Right now, however, Ukraine is fighting on many fronts, the war, the economy, the public finances and the currency. It is a very tough point of departure. It is not an easy challenge in any democracy but a word of caution as regards expectations – Rome was not build in a day.
What do you think about the lustration process in Ukraine?
Several eastern European states had lustration laws so it is not new. I think that wider civil society and the Verkhovna Rada are the places to debate this in a very transparent way. There are choices to be made in defining and applying such a law. Will it be evidence-led, proportional and based on a sense of fairness and justice in assessing individuals or will it be misused for the more base motivation of revenge and settling scores?
So your question regarding the lustration law is not just about the law itself but also about its implementation and the values and attitudes that accompany such implementation. Every time any law is abused as an act of revenge it diminishes the rule of law while conversely every time law is applied with integrity it enhances the rule of law. Due process and fair procedures matter. These have not been among Ukraine’s strongest features for too many years.

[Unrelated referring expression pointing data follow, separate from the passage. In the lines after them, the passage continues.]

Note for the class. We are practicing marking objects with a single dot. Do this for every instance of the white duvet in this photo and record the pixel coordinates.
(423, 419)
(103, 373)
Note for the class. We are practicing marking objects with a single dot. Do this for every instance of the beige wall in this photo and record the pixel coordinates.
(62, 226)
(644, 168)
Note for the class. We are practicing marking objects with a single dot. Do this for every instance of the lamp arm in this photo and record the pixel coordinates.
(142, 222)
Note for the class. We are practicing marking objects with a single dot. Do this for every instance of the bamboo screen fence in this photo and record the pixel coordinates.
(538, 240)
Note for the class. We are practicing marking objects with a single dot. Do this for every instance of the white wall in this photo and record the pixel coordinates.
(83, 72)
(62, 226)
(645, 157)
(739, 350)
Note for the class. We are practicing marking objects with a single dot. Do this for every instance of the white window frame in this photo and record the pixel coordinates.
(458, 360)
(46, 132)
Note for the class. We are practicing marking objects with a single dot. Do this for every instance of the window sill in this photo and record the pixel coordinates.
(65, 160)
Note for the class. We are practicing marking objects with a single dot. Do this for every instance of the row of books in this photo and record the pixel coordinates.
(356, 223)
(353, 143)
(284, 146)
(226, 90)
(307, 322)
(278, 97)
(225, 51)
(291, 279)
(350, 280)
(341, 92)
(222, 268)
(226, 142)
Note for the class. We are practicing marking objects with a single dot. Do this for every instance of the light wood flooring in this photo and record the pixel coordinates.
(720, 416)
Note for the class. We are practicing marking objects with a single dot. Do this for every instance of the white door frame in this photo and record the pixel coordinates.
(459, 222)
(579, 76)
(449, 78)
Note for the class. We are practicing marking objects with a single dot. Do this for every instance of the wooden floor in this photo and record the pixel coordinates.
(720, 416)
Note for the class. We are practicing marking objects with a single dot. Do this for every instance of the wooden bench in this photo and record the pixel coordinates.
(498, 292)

The Verkhovna Rada has a duty to hold the government, the executive, to account for the application of all laws including the lustration law. In this way society can take ownership of reform through transparency. The time for hidden hands manipulating public administration and the judicial system in dark corners and behind closed doors needs to cease. Maidan was a cri de coeur for fundamental change.
There is an unhappy history in Ukraine of changes of government being defined by changes of personnel but not of practices. The separation of powers between politics and the administration of justice is an essential reform. The law needs to be applied without fear, favor, malice or prejudice and to be seen to do so. Without an independent judiciary Ukraine will continue to struggle to liberate itself from the things that in the past have prevented a better future for your people.